Peki “poşetçiliğin” bir meslek olduğunu hiç düşündünüz mü?

Market alışverişine gittiğinizde kasada ödemeyi yaptıktan sonra genellikle ürünleri poşetlere doldurmak, hatta arabanıza ya da evinize kadar size eşlik etmek için yardımcı olan kişilere ‘poşetçi’ denir. Bu tanım poşetleme işini yapan kişiye verilen sözlük tanımıdır.

Ancak benim burada bahsettiğim “çift poşetçilik” iş tanımı değil, tamamen sizin birey olarak o işe ve kendinize kattığınız değerdir.
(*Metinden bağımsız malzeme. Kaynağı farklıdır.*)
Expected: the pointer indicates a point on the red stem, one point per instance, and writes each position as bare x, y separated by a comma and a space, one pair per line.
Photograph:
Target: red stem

Neyi kast ediyorum diye sorarsanız, aşağıdaki gibi ifade edeyim;

Muhtemelen yorgun bir iş gününün ardından ya da hafta sonu koşuşturması arasında yapılan alışverişin aslında mutlu sonla bitip bitmeyeceği konusu kısmen
poşetçi tabir edilen kişiye bağlıdır. Çünkü ürünleri poşete dolduran kişi, ya poşetlerin içine hiç bakmadan domateslerin ya da çileklerin üzere deterjanı koyar ve bunu muhtemelen eve geldiğinizde fark edersiniz. Ya da bir poşetin kaldırabileceği ağırlığı hesaba katmadan doldurur da doldurur. Siz de taşımak üzere elinizi attığınız ilk saniyelerde alttan delinen poşet ve yerlere dağılan ürünlerle savaşmak zorunda kalırsınız. Muhtemelen de “şunun içine bir poşet daha koysan eline mi yapışırdı be çocuk!” diye de söylenirsinizYa da tam tersi, düzenli bir şekilde yerleştirilmiş, ağır olan ürünler çift poşetlenmiş üstelik olası kazalara karşı yanınıza yedek poşet koyulmuş bir şekilde mutlu mesut evinize gelip, aldığınız ürünleri yerlerine yerleştirirsiniz. Ve birde sizin poşetlerinizi doldururken halinizi ve hatırınızı sorup sizinle hoş sohbet muhabbet eden, ince bir espri ile yüzünüzü güldüren biri olsa bu kişi sanırım artık o marketi değiştirmezsiniz.

Sizin de fark ettiğiniz ve başınıza geldiği üzere bir poşetçinin dahi tercihlerinize ve yaşamdaki kısa süreli de olsa huzurunuza etkisi ne kadar da önemli aslında…

Çift poşetçilik için herhangi bir dil, yüksekokul veya özel bir eğitim, kısacası “mazeret” gerekmiyor. Sadece kişinin kendi ile barışık olması ve güler yüz, çözüm üretmek, duyarlılık ve çalışkanlık her yerde olduğu gibi burada da imdada yetişiyor.

‘Tek Poşetçi’ veya ‘Çift Poşetçi’ olmak, aslında hayata bir bakış açısı…

‘Tek Poşetçi’ veya ‘Çift Poşetçi’ olmak, aslında hayata bir bakış açısı, tutum… Satış elemanları, memurlar, işçiler, yöneticiler, doktorlar, avukatlar, müşteriler, anneler, babalar, eşler kısacası hayatın her alanında her daim bizleri, olayları farklılaştıran en temel ayrım…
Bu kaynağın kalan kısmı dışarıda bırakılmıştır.